Bepaalde personen die niet worden vertegenwoordigd door een gemachtigde die beroepsmatig rechtsbijstand verleent, mogen per post beroep in cassatie instellen. Dit zijn natuurlijke personen en verenigingen waarvan de statuten niet zijn opgenomen in een notariële akte.
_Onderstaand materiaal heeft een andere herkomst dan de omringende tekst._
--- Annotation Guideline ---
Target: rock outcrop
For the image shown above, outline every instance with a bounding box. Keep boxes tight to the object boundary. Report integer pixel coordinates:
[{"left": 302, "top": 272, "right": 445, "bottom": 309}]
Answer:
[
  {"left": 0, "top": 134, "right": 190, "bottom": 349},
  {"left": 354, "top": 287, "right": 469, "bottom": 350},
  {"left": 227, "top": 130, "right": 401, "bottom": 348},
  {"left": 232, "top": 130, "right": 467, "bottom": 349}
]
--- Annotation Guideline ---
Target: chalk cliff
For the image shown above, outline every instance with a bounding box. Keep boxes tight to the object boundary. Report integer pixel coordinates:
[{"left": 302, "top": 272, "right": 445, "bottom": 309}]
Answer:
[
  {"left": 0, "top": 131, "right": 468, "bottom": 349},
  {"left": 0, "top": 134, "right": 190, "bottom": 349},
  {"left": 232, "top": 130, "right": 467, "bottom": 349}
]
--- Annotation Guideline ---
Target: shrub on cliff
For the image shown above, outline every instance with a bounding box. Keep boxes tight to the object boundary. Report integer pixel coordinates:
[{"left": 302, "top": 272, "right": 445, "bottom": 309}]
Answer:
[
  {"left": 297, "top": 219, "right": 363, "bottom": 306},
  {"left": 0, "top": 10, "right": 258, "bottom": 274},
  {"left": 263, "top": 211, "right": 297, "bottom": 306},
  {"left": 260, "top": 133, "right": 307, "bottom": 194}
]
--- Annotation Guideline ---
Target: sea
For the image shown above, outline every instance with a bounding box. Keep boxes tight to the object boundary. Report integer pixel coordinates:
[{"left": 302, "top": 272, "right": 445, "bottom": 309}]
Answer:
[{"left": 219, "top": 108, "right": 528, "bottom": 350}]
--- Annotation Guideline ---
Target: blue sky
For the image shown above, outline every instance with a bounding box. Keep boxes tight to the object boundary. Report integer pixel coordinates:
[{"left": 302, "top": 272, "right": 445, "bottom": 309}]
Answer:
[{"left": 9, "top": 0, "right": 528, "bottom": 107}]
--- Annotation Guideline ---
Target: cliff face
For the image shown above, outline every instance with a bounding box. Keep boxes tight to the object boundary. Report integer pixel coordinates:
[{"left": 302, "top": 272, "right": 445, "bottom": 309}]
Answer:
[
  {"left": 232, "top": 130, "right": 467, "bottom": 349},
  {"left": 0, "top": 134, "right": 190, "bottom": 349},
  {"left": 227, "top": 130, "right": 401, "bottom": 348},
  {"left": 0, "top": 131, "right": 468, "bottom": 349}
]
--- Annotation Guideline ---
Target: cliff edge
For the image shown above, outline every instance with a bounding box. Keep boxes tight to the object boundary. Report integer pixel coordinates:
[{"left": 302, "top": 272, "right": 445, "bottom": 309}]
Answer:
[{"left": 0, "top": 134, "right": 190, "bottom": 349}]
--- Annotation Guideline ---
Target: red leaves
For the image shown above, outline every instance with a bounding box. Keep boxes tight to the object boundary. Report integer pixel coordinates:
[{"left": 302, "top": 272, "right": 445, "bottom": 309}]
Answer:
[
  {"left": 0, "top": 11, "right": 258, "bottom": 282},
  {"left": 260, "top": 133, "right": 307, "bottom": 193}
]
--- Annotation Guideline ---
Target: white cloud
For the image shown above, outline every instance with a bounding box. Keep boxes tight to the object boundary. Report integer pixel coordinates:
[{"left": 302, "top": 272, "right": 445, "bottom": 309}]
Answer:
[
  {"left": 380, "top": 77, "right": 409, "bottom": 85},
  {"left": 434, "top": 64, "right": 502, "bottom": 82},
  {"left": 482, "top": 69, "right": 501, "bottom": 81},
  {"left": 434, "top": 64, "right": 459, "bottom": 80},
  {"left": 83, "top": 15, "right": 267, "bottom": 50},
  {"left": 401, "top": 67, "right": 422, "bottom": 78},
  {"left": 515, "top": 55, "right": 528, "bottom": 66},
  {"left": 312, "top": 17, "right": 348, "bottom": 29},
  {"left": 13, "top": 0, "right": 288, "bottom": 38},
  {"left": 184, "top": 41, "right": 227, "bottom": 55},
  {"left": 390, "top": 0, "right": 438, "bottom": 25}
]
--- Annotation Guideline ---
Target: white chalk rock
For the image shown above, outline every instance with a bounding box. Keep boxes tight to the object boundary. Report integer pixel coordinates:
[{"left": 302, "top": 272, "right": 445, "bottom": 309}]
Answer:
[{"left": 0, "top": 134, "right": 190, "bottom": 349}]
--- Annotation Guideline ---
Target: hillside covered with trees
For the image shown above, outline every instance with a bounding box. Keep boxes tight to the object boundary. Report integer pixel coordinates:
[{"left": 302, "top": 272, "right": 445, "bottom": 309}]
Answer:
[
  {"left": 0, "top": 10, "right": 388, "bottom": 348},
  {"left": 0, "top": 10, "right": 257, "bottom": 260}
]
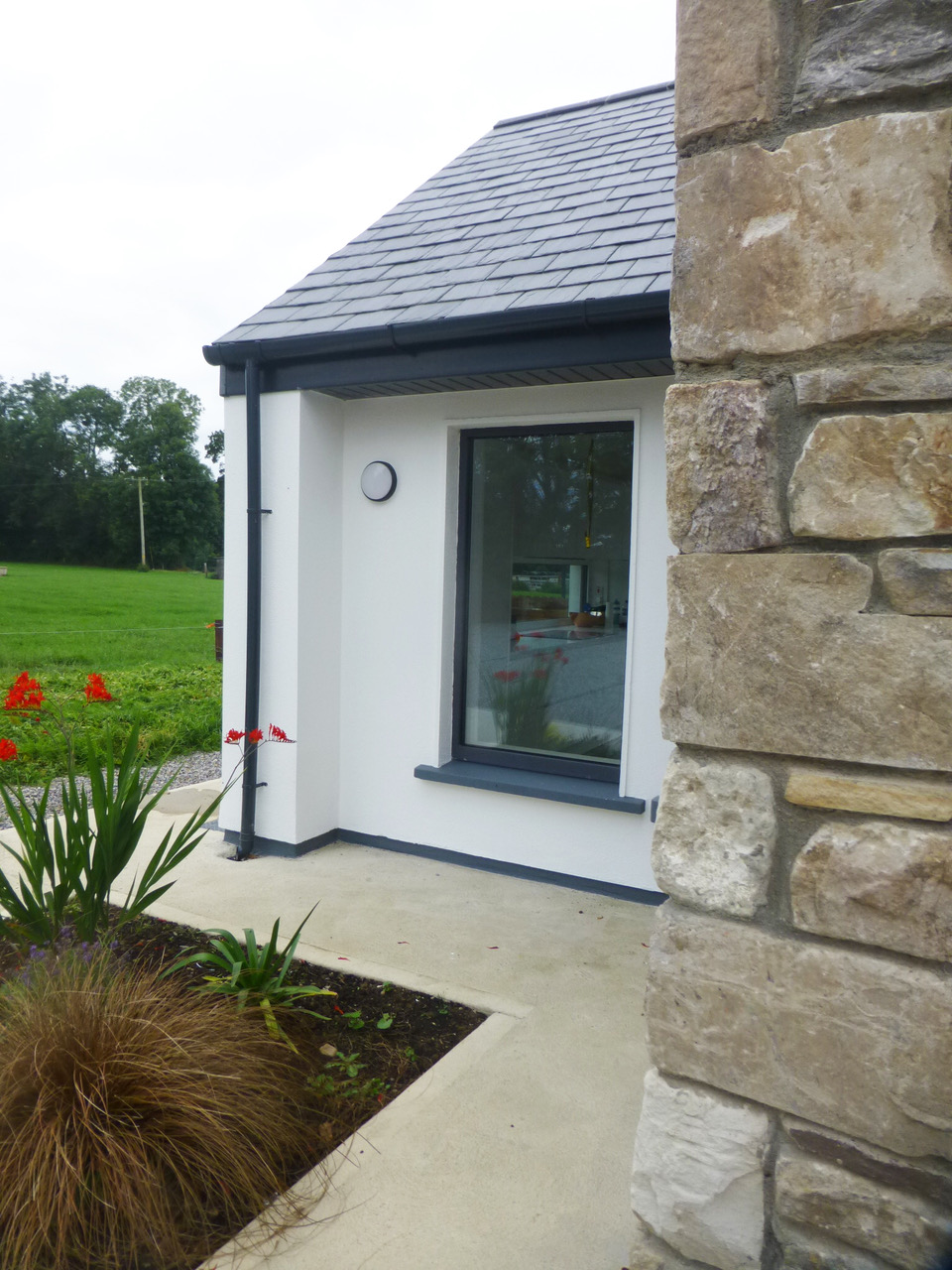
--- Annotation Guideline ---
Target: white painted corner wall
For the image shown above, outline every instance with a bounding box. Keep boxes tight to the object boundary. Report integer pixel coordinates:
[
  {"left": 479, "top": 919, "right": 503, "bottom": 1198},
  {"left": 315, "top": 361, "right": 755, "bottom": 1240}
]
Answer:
[{"left": 219, "top": 378, "right": 672, "bottom": 889}]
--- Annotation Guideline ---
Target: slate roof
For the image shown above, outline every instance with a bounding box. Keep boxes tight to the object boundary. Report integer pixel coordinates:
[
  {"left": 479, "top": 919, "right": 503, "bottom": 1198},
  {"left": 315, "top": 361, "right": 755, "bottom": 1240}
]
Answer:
[{"left": 215, "top": 83, "right": 675, "bottom": 361}]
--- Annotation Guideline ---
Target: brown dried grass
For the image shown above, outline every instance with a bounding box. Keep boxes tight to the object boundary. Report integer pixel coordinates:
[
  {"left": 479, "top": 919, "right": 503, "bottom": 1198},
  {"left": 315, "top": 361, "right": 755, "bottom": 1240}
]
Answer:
[{"left": 0, "top": 952, "right": 318, "bottom": 1270}]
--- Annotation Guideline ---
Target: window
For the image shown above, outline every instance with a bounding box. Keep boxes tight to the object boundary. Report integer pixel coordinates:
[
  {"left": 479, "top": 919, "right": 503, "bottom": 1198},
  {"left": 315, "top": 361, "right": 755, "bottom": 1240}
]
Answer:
[{"left": 453, "top": 423, "right": 634, "bottom": 782}]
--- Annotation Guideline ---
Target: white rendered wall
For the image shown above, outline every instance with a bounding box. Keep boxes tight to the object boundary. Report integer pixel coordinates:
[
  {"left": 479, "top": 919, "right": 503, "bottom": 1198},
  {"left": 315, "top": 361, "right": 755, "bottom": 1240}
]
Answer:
[
  {"left": 218, "top": 393, "right": 343, "bottom": 843},
  {"left": 221, "top": 378, "right": 672, "bottom": 888}
]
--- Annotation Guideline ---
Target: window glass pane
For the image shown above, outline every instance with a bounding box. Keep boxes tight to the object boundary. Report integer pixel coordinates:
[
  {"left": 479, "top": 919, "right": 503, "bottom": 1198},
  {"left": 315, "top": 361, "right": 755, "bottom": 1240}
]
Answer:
[{"left": 462, "top": 428, "right": 632, "bottom": 765}]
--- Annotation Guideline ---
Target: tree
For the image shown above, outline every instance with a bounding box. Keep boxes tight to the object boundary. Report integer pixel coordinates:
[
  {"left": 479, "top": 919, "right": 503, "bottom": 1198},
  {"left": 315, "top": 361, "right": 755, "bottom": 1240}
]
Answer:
[
  {"left": 0, "top": 373, "right": 221, "bottom": 568},
  {"left": 113, "top": 376, "right": 221, "bottom": 568}
]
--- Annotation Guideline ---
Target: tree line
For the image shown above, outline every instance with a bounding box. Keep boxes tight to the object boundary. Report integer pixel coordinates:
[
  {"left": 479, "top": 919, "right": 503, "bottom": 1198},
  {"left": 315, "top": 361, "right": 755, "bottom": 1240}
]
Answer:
[{"left": 0, "top": 373, "right": 223, "bottom": 569}]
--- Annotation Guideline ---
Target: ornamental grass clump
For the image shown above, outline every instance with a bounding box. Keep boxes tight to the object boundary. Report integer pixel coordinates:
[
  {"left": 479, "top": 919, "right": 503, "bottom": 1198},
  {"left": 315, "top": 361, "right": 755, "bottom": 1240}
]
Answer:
[{"left": 0, "top": 949, "right": 317, "bottom": 1270}]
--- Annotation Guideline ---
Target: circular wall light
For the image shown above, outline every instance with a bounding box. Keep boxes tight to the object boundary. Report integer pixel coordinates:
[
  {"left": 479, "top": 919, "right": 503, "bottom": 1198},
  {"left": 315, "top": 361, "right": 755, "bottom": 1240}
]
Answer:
[{"left": 361, "top": 458, "right": 396, "bottom": 503}]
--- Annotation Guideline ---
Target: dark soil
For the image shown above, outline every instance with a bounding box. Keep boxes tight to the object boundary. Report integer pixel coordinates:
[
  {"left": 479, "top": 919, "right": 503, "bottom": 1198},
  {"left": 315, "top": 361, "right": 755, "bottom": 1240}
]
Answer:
[{"left": 0, "top": 917, "right": 485, "bottom": 1270}]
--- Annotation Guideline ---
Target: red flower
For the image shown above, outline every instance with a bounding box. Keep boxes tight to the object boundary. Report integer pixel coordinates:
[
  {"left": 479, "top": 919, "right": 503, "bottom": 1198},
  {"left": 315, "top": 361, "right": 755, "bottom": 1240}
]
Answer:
[
  {"left": 4, "top": 671, "right": 44, "bottom": 710},
  {"left": 82, "top": 675, "right": 113, "bottom": 701}
]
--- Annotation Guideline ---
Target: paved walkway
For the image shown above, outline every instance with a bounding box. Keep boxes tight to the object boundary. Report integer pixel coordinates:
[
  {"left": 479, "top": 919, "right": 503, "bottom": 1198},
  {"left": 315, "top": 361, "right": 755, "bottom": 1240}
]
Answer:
[{"left": 105, "top": 786, "right": 654, "bottom": 1270}]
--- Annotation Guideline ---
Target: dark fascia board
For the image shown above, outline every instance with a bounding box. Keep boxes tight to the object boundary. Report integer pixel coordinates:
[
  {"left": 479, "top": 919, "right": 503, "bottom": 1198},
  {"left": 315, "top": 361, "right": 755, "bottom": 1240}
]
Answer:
[{"left": 203, "top": 292, "right": 671, "bottom": 396}]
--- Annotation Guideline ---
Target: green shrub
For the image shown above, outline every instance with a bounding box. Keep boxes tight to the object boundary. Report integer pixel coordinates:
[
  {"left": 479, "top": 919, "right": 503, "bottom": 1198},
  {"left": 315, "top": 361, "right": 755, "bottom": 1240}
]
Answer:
[
  {"left": 163, "top": 904, "right": 336, "bottom": 1049},
  {"left": 0, "top": 726, "right": 223, "bottom": 945}
]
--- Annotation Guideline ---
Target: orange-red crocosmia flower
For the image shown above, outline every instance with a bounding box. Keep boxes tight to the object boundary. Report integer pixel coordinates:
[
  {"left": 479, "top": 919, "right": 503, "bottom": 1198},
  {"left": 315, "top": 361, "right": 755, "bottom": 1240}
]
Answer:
[
  {"left": 82, "top": 675, "right": 113, "bottom": 701},
  {"left": 4, "top": 671, "right": 44, "bottom": 710}
]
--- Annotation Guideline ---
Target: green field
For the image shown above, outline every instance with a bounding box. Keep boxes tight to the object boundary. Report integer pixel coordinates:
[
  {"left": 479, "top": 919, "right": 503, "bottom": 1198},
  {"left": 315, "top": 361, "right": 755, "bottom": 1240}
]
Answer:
[{"left": 0, "top": 562, "right": 222, "bottom": 784}]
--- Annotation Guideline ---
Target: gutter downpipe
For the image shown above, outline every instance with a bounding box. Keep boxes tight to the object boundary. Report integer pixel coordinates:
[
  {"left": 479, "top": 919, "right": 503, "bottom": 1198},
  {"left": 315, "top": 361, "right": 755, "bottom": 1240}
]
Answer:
[{"left": 235, "top": 357, "right": 262, "bottom": 860}]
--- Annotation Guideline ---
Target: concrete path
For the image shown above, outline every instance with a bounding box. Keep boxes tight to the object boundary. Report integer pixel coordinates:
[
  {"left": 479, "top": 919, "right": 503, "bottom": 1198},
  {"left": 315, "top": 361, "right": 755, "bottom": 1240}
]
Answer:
[{"left": 111, "top": 786, "right": 654, "bottom": 1270}]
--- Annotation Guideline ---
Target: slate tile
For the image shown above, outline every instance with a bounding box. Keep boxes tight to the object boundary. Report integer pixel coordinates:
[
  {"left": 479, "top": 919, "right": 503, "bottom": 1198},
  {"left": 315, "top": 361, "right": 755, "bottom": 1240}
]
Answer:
[
  {"left": 509, "top": 287, "right": 583, "bottom": 309},
  {"left": 593, "top": 221, "right": 660, "bottom": 246},
  {"left": 447, "top": 296, "right": 511, "bottom": 318}
]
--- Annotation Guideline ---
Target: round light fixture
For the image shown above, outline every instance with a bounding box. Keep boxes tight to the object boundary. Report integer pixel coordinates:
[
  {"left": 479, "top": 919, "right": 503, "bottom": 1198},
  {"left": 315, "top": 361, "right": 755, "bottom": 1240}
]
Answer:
[{"left": 361, "top": 458, "right": 396, "bottom": 503}]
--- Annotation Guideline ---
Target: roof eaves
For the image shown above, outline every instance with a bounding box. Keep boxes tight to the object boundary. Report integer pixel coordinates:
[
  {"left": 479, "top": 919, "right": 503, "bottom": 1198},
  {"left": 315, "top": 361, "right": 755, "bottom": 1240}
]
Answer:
[{"left": 202, "top": 291, "right": 670, "bottom": 366}]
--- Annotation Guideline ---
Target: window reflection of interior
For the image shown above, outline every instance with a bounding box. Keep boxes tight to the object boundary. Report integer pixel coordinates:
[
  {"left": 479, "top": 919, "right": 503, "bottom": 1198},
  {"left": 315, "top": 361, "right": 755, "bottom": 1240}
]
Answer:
[{"left": 462, "top": 426, "right": 632, "bottom": 775}]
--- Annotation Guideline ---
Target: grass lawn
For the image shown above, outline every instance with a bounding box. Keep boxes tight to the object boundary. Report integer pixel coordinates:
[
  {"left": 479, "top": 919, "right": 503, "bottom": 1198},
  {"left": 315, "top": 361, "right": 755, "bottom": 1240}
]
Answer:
[{"left": 0, "top": 562, "right": 222, "bottom": 784}]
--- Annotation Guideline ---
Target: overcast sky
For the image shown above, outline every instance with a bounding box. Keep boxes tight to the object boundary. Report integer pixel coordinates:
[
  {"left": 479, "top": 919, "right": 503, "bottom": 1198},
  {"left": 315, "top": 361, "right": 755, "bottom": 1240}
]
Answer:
[{"left": 0, "top": 0, "right": 675, "bottom": 451}]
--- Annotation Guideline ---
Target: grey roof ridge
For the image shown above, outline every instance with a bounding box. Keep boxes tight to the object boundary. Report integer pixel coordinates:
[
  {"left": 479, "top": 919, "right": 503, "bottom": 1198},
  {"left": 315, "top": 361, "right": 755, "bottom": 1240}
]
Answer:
[
  {"left": 493, "top": 80, "right": 674, "bottom": 132},
  {"left": 202, "top": 291, "right": 670, "bottom": 366}
]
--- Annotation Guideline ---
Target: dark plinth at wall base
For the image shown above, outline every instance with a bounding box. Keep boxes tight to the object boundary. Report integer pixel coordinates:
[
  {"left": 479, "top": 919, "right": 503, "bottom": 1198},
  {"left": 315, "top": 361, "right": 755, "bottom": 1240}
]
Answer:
[
  {"left": 337, "top": 829, "right": 667, "bottom": 906},
  {"left": 222, "top": 829, "right": 339, "bottom": 860},
  {"left": 414, "top": 759, "right": 648, "bottom": 816},
  {"left": 223, "top": 829, "right": 667, "bottom": 907}
]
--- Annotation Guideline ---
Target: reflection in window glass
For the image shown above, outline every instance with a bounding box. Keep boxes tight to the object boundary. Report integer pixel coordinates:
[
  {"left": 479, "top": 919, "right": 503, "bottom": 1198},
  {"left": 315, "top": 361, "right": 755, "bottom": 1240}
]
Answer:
[{"left": 461, "top": 426, "right": 632, "bottom": 765}]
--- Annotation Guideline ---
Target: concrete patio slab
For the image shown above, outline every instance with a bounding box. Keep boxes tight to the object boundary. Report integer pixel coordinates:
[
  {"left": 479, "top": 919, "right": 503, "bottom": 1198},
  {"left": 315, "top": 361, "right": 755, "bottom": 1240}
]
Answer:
[{"left": 15, "top": 785, "right": 654, "bottom": 1270}]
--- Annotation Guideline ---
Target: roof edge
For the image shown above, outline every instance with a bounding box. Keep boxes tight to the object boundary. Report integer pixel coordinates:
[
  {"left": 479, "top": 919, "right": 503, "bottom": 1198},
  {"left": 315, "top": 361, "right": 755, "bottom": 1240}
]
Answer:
[
  {"left": 202, "top": 291, "right": 670, "bottom": 366},
  {"left": 493, "top": 80, "right": 674, "bottom": 132}
]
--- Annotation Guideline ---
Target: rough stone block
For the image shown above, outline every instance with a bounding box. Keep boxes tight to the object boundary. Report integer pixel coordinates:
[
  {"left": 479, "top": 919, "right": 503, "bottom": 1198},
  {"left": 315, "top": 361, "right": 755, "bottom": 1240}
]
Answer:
[
  {"left": 879, "top": 548, "right": 952, "bottom": 617},
  {"left": 784, "top": 767, "right": 952, "bottom": 821},
  {"left": 625, "top": 1216, "right": 707, "bottom": 1270},
  {"left": 789, "top": 821, "right": 952, "bottom": 961},
  {"left": 671, "top": 111, "right": 952, "bottom": 362},
  {"left": 789, "top": 414, "right": 952, "bottom": 539},
  {"left": 774, "top": 1216, "right": 918, "bottom": 1270},
  {"left": 663, "top": 380, "right": 787, "bottom": 552},
  {"left": 793, "top": 365, "right": 952, "bottom": 405},
  {"left": 793, "top": 0, "right": 952, "bottom": 110},
  {"left": 781, "top": 1116, "right": 952, "bottom": 1212},
  {"left": 652, "top": 753, "right": 776, "bottom": 917},
  {"left": 775, "top": 1147, "right": 948, "bottom": 1270},
  {"left": 674, "top": 0, "right": 779, "bottom": 146},
  {"left": 647, "top": 902, "right": 952, "bottom": 1158},
  {"left": 631, "top": 1071, "right": 771, "bottom": 1270},
  {"left": 661, "top": 553, "right": 952, "bottom": 771}
]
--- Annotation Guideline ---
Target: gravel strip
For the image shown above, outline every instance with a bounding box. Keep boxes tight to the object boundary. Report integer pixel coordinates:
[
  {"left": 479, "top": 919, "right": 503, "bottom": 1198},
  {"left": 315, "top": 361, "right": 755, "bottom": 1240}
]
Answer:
[{"left": 0, "top": 750, "right": 221, "bottom": 829}]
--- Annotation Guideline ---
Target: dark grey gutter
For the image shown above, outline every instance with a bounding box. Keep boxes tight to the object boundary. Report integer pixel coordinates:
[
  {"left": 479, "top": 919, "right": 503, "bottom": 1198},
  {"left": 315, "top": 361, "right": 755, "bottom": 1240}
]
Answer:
[
  {"left": 202, "top": 291, "right": 669, "bottom": 366},
  {"left": 203, "top": 292, "right": 671, "bottom": 396}
]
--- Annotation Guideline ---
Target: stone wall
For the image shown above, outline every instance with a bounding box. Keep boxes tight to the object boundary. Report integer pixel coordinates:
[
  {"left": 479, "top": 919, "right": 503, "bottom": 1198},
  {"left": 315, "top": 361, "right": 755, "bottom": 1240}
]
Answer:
[{"left": 631, "top": 0, "right": 952, "bottom": 1270}]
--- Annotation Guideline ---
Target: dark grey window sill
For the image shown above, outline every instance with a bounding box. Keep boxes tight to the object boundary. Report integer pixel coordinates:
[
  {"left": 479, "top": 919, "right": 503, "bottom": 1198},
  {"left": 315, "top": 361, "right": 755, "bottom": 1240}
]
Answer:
[{"left": 414, "top": 759, "right": 647, "bottom": 816}]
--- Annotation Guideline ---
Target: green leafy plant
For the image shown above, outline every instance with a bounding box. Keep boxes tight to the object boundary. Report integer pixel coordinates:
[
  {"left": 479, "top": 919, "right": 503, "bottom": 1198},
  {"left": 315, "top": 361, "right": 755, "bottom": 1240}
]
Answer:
[
  {"left": 0, "top": 727, "right": 222, "bottom": 944},
  {"left": 164, "top": 904, "right": 337, "bottom": 1049},
  {"left": 307, "top": 1051, "right": 390, "bottom": 1101},
  {"left": 0, "top": 672, "right": 289, "bottom": 945}
]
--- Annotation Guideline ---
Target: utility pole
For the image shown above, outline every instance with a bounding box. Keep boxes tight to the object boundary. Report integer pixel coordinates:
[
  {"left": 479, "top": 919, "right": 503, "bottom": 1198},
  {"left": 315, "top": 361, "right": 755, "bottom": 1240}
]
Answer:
[{"left": 139, "top": 476, "right": 147, "bottom": 569}]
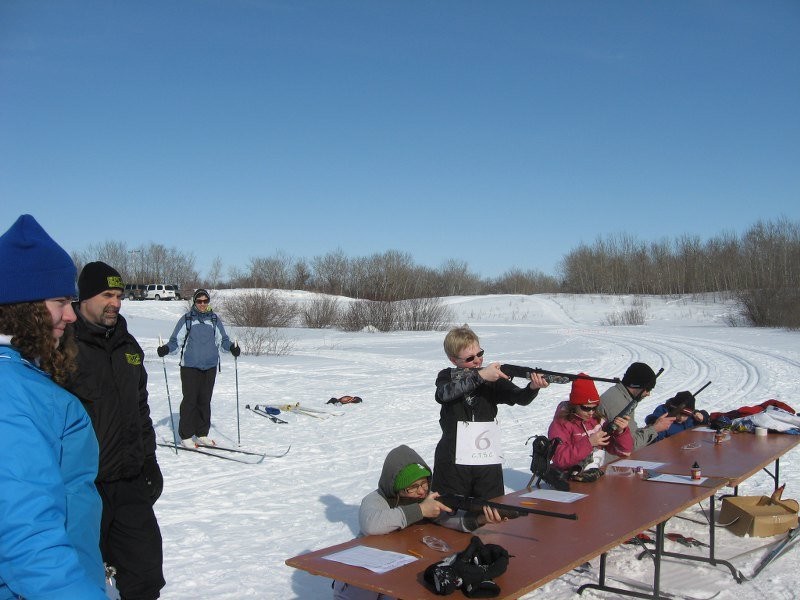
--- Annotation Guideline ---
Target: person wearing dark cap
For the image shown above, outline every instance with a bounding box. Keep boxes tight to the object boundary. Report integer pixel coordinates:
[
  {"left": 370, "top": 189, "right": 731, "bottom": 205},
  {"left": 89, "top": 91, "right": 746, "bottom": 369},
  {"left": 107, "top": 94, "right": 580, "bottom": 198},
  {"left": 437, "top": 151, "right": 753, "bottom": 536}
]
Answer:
[
  {"left": 0, "top": 215, "right": 106, "bottom": 600},
  {"left": 333, "top": 445, "right": 503, "bottom": 600},
  {"left": 67, "top": 261, "right": 165, "bottom": 600},
  {"left": 158, "top": 289, "right": 241, "bottom": 448},
  {"left": 600, "top": 362, "right": 675, "bottom": 450},
  {"left": 644, "top": 390, "right": 710, "bottom": 441},
  {"left": 547, "top": 373, "right": 633, "bottom": 477}
]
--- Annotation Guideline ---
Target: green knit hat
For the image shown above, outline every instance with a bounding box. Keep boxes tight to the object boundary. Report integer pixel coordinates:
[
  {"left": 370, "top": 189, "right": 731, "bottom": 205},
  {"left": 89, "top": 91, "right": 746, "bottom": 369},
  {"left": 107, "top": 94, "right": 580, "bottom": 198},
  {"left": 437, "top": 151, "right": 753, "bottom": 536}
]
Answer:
[{"left": 394, "top": 463, "right": 431, "bottom": 492}]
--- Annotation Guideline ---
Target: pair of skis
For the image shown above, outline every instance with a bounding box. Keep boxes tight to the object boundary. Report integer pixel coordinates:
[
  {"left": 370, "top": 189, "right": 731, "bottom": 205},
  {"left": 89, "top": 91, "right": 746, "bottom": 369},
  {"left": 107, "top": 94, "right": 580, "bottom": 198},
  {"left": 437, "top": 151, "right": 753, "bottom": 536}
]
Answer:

Als zij geen gebruik willen maken van digitaal procederen kunnen deze personen het beroepschrift in cassatie sturen aan
de Hoge Raad der Nederlanden (belastingkamer), postbus 20303, 2500 EH Den Haag.Alle andere personen en gemachtigden die beroepsmatig rechtsbijstand verlenen, zijn in beginsel verplicht digitaal te procederen (zie
www.hogeraad.nl).
Bij het instellen van beroep in cassatie moet het volgende in acht worden genomen:
1. bij het beroepschrift wordt een afschrift van deze uitspraak gevoegd;
2 - ( alleen bij procederen op papier) het beroepschrift moet ondertekend zijn;
3 - het beroepschrift moet ten minste het volgende vermelden:
a. de naam en het adres van de indiener;
b. de dagtekening;
c. een omschrijving van de uitspraak waartegen het beroep in cassatie is gericht;
d. de gronden van het beroep in cassatie.
Voor het instellen van beroep in cassatie is griffierecht verschuldigd. Na het instellen van beroep in cassatie ontvangt de indiener een nota griffierecht van de griffier van de Hoge Raad. In het cassatieberoepschrift kan de Hoge Raad verzocht worden om de wederpartij te veroordelen in de proceskosten.